Risk Factors You Cannot Change
- Your age. Risk of stroke increases with age.
- Your gender. Men have a higher risk of getting heart disease than women except in older adults.
- Your genes or race. If your parents had a stroke, you are at higher risk. African-Americans, Mexican Americans, American Indians, Hawaiians, and some Asian Americans also have a higher risk for heart problems.
- Diseases such as cancer, chronic kidney disease, and some types of arthritis
- Weak areas in an artery wall or abnormal arteries and veins
- Pregnancy– both during and in the weeks right after the pregnancy
Blood clots from the heart may travel to the brain and cause a stroke. This may happen in people with man-made or infected heart valves or in certain heart defects you were born with. Other causes of blood clots are a very weak heart and some abnormal heartbeats,
Risk Factors You Can Change
You can change some risk factors for stroke, by taking the following steps:
- Do not smoke. If you do smoke, quit.
- Control your cholesterol through diet, exercise, and medicines, if needed.

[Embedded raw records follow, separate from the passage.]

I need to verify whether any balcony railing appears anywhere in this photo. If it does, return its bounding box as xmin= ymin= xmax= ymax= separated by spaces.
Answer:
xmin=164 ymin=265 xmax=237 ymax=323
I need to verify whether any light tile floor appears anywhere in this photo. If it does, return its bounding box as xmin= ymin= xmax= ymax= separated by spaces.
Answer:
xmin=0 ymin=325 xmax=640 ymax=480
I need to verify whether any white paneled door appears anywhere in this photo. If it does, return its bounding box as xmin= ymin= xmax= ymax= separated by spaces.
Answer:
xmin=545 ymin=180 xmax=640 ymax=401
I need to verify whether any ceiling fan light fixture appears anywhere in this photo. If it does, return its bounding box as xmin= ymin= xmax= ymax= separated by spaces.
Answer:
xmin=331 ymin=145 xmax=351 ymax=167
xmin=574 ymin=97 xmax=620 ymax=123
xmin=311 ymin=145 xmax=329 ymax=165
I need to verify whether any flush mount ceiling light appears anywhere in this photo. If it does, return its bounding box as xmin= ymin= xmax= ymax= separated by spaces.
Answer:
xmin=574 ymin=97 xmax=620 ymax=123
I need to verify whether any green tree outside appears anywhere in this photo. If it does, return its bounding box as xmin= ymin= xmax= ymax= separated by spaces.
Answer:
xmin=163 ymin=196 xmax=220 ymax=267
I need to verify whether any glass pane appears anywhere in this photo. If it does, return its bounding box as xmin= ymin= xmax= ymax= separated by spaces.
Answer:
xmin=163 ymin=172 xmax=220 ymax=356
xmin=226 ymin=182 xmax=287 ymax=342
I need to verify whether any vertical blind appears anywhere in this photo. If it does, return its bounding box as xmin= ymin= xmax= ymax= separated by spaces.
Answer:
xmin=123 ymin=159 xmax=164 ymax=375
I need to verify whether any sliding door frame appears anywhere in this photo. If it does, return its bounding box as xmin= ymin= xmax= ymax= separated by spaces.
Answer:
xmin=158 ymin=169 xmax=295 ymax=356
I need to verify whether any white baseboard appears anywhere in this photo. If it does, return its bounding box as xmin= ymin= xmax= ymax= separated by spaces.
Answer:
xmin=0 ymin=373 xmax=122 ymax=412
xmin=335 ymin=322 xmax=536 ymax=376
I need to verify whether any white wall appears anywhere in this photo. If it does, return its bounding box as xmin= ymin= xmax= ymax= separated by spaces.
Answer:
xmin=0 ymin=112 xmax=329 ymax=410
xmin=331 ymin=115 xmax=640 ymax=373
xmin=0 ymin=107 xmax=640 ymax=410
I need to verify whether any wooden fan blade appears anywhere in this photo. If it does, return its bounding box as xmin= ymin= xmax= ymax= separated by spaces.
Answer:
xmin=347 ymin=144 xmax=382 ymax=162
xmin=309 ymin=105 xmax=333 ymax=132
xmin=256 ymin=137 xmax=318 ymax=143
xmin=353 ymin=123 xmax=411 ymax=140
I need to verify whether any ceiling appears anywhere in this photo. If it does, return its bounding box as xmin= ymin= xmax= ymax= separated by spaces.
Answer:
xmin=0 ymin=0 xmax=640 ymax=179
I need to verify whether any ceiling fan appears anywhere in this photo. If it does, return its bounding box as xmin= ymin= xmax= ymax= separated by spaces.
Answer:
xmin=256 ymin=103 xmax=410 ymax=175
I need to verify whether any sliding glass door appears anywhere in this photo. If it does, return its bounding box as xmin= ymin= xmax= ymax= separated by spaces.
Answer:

- Control high blood pressure through diet, exercise, and medicines, if needed.
- Control diabetes through diet, exercise, and medicines, if needed.
- Exercise at least 30 minutes a day.
- Maintain a healthy weight by eating healthy foods, eating less, and joining a weight loss program, if needed.
- Limit how much alcohol you drink. This means 1 drink a day for women and 2 a day for men.
- Avoid cocaine and other illegal drugs.
- Talk to your doctor about the risk of birth control pills. Birth control pills can increase the chance of blood clots, which can lead to stroke. Clots are more likely in women who also smoke and who are older than 35.
Good nutrition is important to your heart health and will help control some of your stroke risk factors.
- Choose a diet rich in fruits, vegetables, and whole grains.
- Choose lean proteins, such as chicken, fish, beans and legumes.
- Choose low-fat dairy products, such as 1% milk and other low-fat items.
- Avoid sodium (salt) and fats found in fried foods, processed foods, and baked goods.
- Eat fewer animal products and foods that contain cheese, cream, or eggs.
Read labels, and stay away from “saturated fat” and anything that contains “partially-hydrogenated” or “hydrogenated” fats. These products DASH Diet. are usually loaded with unhealthy fats.
Confluence Health recommends the DASH Diet
Your doctor may suggest taking aspirin or another drug called clopidogrel (Plavix) to help prevent blood clots from forming. DO NOT take aspirin without talking to your doctor first.
If you are taking these drugs or other blood thinners, you should take steps to prevent yourself from falling or tripping.
Follow these guidelines and the advice of your doctor to lower your stroke risk.